Evans Smith worked with Uncle Horace at Citizens Gas and Coke, the gas utility in Indianapolis, and it was through that connection that he met my mother not long after we moved to Indiana.
Smitty had a unique ability to spend time with people and make them feel like they were the most important person in the world to him. He locked eyes, asked questions, and listened with a rapt attention that never came off as anything but heartfelt and genuine.
Smitty didn’t focus much attention on himself, but you could tell that the unspoken chapters of his life were full of fascinating stories. It was clear his experiences had run the gamut—disappointment, pain, sadness, pride, happiness, joy, and everything in between.
He had served as a noncommissioned officer in the US Army, a sergeant first class who saw action in the Korean War, and he did his blue-collar work for the gas company without complaint. His hair was gone on the top and thin on the sides when we first met, and his hands were hard as bricks. But he had a gentle soul and never dwelled on the injustices of his life or allowed them to steal his joy or strip him of his love for others.
He was easy to like and easier to respect.
Smitty became a frequent visitor to our home, often showing up after work with ice cream for the kids. And, in time, he and my mother became more than just friends. When I went to college, he was right there with Momma to drive me to Bloomington and help me move into my dorm room.
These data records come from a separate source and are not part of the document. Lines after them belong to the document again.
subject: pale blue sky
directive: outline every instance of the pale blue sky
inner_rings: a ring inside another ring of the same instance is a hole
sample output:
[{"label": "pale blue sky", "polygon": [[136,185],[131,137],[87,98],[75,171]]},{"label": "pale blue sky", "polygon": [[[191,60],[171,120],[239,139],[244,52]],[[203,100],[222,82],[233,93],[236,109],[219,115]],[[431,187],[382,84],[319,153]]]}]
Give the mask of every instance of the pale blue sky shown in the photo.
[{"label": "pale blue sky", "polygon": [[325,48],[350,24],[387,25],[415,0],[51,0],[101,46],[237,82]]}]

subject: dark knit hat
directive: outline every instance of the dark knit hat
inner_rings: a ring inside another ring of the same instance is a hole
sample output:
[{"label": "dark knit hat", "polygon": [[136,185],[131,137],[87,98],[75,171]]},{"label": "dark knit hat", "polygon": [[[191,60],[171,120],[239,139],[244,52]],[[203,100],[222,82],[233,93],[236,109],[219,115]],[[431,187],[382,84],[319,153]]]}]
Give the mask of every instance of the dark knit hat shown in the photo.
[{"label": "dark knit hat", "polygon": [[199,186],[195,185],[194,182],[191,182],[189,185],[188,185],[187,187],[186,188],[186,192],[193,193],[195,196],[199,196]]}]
A few years later, when I was in my early twenties, he officially became my stepfather. And when he passed away on August 2, 2017, after eighty-nine years of life, Smitty’s obituary listed me and my brothers among his children. From the day he entered my life in the early 1970s until those final hours nearly five decades later, Smitty taught me the value of curiosity and a growth mindset, or what I like to call “living life as a learning lab.”
Without an uncompromising commitment to this pathway, I believe we can’t really live our best life —because if we aren’t learning, we aren’t growing, and if we aren’t growing, we’re just dying.